Colorimetric measurements are used in some methods for determining total polyphenol content. Some tests such as the Porter's assay are relatively specific to polyphenols. The Folin-Ciocalteu reaction can be used to determine total phenols (or the antioxidant effect). Gallic acid equivalents are commonly used to express the results. Antibody technologies are rarely used to evaluate polyphenols. Other tests assess a fraction's antioxidant capacity. Some employ the ABTS radical cation which is reactive with the majority of antioxidants including phenolics, thiols and vitamin C. The blue ABTS radical cation is converted back to its colourless neutral form during this reaction. The reaction can be spectrophotometrically monitored. This test is also known as the Trolox Equivalent Antioxidant Capacity (TEAC) assay. The reactivity of the different antioxidants tested is compared to that of Trolox, a vitamin E analogue.

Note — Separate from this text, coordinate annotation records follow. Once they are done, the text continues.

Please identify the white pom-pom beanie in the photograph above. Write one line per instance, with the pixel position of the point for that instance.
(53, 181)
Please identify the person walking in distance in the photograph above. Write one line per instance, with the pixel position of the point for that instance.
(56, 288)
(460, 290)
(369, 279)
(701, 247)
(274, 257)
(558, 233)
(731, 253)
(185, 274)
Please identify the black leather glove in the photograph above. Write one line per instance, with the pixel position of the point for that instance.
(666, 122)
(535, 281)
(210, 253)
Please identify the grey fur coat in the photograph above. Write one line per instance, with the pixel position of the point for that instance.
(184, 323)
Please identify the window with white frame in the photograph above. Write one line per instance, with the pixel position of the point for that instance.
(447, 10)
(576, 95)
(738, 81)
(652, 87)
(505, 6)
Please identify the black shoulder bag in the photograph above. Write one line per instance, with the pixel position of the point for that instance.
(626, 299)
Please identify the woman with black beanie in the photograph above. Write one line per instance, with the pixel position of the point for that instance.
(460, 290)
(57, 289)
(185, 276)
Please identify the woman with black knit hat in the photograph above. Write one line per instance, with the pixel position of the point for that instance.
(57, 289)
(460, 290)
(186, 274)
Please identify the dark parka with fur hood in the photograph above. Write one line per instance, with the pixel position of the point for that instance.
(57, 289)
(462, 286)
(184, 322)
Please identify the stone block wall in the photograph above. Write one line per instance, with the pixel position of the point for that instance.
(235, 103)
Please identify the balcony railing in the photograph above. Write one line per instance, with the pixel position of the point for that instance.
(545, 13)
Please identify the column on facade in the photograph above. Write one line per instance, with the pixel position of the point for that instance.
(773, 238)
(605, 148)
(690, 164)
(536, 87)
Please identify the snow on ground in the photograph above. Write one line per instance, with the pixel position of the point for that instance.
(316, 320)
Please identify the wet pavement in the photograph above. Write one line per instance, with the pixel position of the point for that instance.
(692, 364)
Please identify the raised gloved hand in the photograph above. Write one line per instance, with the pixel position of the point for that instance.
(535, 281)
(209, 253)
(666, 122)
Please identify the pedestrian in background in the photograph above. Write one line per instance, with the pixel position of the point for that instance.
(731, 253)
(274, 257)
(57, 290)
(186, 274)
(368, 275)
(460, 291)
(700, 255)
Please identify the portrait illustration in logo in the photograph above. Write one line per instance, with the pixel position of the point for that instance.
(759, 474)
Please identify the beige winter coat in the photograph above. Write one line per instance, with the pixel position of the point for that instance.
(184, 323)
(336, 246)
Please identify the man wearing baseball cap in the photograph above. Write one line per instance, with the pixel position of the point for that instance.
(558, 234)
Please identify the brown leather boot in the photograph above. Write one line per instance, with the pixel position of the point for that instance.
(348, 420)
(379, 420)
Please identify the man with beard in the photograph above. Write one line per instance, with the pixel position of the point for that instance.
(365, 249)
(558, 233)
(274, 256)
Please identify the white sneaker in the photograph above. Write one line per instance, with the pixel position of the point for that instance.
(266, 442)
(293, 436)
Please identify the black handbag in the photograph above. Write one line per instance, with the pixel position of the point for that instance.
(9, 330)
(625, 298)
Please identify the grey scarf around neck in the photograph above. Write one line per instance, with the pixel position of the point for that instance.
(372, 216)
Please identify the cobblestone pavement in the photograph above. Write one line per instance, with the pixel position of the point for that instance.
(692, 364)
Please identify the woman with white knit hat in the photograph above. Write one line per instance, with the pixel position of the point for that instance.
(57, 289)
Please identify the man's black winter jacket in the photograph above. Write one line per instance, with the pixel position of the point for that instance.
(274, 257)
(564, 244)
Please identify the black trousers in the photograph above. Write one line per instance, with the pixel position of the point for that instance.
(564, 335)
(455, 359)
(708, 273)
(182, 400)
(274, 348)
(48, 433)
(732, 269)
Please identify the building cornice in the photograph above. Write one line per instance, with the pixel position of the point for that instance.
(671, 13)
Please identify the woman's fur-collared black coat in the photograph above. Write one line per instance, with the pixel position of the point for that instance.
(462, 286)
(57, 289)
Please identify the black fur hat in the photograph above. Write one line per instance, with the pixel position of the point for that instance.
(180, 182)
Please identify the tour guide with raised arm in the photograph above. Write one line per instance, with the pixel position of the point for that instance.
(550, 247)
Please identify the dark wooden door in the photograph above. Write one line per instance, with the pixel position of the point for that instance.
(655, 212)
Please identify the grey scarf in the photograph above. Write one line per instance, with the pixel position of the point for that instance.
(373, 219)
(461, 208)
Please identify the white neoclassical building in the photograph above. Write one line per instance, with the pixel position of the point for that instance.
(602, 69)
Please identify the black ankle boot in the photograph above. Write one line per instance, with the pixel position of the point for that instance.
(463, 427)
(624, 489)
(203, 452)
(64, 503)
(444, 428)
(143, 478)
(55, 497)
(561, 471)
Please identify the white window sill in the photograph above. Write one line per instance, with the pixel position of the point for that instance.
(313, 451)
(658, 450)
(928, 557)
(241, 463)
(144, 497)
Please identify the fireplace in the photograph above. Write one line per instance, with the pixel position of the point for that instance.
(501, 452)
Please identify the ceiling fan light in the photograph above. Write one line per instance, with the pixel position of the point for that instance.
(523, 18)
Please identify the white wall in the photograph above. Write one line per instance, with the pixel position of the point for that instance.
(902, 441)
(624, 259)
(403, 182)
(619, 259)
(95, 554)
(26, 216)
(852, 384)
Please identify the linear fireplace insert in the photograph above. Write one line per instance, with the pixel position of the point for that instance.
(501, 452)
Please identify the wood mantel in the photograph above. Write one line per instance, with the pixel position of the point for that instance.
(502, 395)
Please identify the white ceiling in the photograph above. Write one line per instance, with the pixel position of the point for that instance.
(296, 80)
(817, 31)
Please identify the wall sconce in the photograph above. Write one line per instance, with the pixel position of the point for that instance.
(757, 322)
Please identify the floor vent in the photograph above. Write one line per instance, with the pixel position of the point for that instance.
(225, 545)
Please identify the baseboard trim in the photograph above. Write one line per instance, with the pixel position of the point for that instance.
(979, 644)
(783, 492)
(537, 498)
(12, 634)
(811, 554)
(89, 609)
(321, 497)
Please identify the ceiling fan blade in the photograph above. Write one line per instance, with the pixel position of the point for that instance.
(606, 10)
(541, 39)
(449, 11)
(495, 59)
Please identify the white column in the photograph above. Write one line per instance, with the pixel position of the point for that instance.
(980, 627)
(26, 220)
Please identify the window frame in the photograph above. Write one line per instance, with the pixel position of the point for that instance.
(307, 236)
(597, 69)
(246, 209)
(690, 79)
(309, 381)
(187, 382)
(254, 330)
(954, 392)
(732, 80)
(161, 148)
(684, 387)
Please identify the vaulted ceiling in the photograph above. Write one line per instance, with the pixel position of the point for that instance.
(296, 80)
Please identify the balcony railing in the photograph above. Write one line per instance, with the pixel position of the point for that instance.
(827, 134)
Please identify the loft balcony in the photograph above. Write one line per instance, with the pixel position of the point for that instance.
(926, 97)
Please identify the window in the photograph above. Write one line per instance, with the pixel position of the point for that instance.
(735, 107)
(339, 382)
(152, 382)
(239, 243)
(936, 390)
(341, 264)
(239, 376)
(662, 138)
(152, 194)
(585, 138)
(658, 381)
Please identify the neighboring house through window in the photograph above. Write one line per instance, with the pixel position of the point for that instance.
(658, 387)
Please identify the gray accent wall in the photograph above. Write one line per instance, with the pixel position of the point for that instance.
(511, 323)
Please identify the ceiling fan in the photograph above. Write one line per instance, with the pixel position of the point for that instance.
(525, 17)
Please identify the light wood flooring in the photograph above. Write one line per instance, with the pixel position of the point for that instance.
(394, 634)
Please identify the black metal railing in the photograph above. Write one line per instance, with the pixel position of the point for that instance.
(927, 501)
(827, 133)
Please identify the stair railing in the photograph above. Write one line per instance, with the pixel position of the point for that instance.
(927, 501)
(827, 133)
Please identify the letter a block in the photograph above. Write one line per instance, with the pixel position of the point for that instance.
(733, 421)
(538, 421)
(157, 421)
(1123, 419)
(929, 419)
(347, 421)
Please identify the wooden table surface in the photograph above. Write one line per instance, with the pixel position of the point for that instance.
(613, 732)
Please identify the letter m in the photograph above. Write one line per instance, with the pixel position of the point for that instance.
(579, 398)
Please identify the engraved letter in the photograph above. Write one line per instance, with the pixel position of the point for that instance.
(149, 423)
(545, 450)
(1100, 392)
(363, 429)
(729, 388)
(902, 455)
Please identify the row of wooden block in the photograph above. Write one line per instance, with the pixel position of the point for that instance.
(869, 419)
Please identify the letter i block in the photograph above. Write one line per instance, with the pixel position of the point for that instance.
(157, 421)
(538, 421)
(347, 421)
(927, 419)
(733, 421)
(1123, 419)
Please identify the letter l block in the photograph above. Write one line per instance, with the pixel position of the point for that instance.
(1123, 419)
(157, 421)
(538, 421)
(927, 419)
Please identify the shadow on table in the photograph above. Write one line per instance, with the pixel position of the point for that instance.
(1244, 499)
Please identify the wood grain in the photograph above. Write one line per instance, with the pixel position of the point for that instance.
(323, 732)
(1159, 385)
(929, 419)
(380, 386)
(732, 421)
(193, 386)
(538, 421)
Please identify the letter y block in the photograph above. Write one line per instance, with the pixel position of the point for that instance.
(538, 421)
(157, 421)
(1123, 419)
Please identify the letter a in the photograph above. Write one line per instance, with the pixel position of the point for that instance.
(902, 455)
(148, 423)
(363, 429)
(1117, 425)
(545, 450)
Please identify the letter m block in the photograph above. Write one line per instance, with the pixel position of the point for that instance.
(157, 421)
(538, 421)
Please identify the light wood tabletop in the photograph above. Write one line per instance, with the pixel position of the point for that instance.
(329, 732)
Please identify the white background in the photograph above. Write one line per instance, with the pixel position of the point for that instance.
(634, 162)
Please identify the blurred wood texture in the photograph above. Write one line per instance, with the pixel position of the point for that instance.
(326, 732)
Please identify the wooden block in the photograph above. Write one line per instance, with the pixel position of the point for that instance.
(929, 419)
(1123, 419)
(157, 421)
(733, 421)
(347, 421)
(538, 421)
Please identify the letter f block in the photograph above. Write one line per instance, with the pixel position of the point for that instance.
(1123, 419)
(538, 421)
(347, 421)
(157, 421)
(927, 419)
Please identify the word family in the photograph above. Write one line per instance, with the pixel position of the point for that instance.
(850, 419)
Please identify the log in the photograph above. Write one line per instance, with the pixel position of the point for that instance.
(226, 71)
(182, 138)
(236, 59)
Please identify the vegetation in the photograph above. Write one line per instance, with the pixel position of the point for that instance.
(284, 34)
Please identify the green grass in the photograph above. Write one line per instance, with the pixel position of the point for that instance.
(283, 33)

Other antioxidant capacity assays that use Trolox as a standard include Di Phenyl Picryl Hydrazyl (DPPH) Oxygen Radical Absorbance Capacity (ORAC) Ferric Reducing Ability of Plasma (FRAP) and inhibition of copper-catalyzed in vitro human low-density lipoprotein oxidation. Condensed tannins which are found in almost all plant families are the most abundant polyphenols. Larger polyphenols are frequently concentrated in leaf tissue, the epidermis, bark layers, flowers and fruits but they also play important roles in forest litter decomposition and nutrient cycles. Absolute concentrations of total phenols in plant tissues range from 1–25 percent total natural phenols and polyphenols calculated with reference to dry green leaf mass depending on the literature source type of polyphenols and assay. Polyphenol levels in some woods are high which may explain their natural resistance to root.